Masern-Impfpflicht noch in 2019? Spahn legt Gesetzesentwurf vor – Ärzte unterstützen seine Pläne

Michael van den Heuvel

Interessenkonflikte

6. Mai 2019

Jens Spahn
© Stephan Baumann

Die Eltern von Kita- und Schulkinder haben künftig nachzuweisen, dass ihre Sprösslinge gegen Masern geschützt sind. Wer Impfungen verweigert, muss mit Konsequenzen wie Geldstrafen oder dem Kita-Ausschluss rechnen. Diese Maßnahmen sieht Bundesgesundheitsminister Jens Spahn (CDU) in einem Referentenentwurf zur Masern-Impfpflicht vor [1].

„Wir wollen alle Kinder davor schützen, sich mit Masern zu infizieren. Deswegen sollen alle, die eine Kita oder Schule besuchen, gegen Masern geimpft sein“, sagte Spahn der Bild am Sonntag. Wer dort neu aufgenommen werde, müsse das nachweisen. „Schließlich sind in Kitas auch Kinder unter zehn Monaten, die noch nicht geimpft werden dürfen und damit besonders gefährdet sind.“

Und: Die Masern sind bekanntlich hochansteckend, dies bereits etwa 3 bis 5 Tage, bevor der Ausschlag sichtbar wird. Laut Robert Koch-Institut (RKI) führt das Masernvirus bereits bei kurzer Exposition durch das Einatmen infektiöser Tröpfchen beim Sprechen, Husten, Niesen sowie durch Kontakt mit infektiösen Sekreten aus Nase oder Rachen zu einer Infektion (Kontagionsindex nahe 100%) und löst bei über 95% der ungeschützten Infizierten klinische Symptome aus (Manifestationsindex ebenfalls nahe 100%).

Große Impflücken

Spahn beruft sich bei seinem Gesetzentwurf auf aktuelle Zahlen. Das RKI gibt für 2018 insgesamt 543 Masernerkrankungen in Deutschland an, im laufenden Jahr sind es bereits mehr als 300 Fälle.

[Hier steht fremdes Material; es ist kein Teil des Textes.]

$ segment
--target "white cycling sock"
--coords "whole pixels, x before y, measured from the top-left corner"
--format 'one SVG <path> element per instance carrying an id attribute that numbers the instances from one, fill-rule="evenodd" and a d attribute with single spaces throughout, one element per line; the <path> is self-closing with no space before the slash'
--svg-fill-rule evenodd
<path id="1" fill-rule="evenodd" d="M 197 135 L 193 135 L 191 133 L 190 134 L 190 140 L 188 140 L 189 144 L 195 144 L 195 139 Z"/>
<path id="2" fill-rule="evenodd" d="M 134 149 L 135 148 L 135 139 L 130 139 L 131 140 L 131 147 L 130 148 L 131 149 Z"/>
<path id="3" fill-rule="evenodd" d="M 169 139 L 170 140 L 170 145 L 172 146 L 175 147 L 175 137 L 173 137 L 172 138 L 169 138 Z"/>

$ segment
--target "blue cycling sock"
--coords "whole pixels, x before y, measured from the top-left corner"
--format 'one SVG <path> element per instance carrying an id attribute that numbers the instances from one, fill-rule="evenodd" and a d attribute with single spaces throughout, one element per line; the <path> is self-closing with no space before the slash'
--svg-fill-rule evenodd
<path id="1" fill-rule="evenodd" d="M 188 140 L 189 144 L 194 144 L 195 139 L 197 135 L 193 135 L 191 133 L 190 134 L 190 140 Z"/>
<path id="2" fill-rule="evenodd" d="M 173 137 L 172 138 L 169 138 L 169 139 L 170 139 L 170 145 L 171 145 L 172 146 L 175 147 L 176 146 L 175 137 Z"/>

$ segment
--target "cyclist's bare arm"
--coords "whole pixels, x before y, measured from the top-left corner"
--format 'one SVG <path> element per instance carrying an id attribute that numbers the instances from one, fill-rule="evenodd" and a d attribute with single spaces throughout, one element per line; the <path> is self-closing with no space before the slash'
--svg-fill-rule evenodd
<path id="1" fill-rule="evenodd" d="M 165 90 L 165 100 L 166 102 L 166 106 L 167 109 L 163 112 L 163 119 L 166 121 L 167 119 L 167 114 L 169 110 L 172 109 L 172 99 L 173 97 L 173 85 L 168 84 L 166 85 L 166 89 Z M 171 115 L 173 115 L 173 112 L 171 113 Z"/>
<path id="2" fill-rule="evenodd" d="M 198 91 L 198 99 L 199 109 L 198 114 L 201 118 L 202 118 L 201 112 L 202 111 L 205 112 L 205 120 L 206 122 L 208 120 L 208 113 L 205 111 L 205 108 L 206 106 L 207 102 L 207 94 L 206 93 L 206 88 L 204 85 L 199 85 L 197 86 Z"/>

Prof. Dr. Lothar H. Wieler

„Fast die Hälfte der Erkrankten sind junge Erwachsene, das weist auf die großen Impflücken in diesen Altersgruppen hin“, betont RKI-Präsident Prof. Dr. Lothar H. Wieler mit Verweis auf eine Auswertung im Epidemiologischen Bulletin .

Diese Impflücken bestehen in Deutschland bei Masern immer noch – trotz aller Anstrengungen: Immerhin haben 97,1% aller Schulanfänger die erste Impfung bekommen. Aber bei der 2. Masernimpfung, nach der erst ein vollständiger Schutz besteht, gibt es große regionale Unterschiede, so dass auf Bundesebene die von WHO-Experten geforderte Impfquote von 95% nicht erreicht wird.

 
Fast die Hälfte der Erkrankten sind junge Erwachsene, das weist auf die großen Impflücken in diesen Altersgruppen hin. Prof. Dr. Lothar H. Wieler
 

Laut RKI-Daten waren nur etwa 93% der Schulanfänger 2017 2-mal gegen Masern geimpft. „Trotz aller Aufklärungskampagnen sind die Impfquoten in den vergangenen Jahren nicht entscheidend gestiegen“, erläutert Spahn. „Deshalb muss die Masern-Impfung in Kindergärten und Schule verpflichtend werden.“ Denn wer sich impfe, schütze nicht nur sich selbst, sondern auch die Gemeinschaft.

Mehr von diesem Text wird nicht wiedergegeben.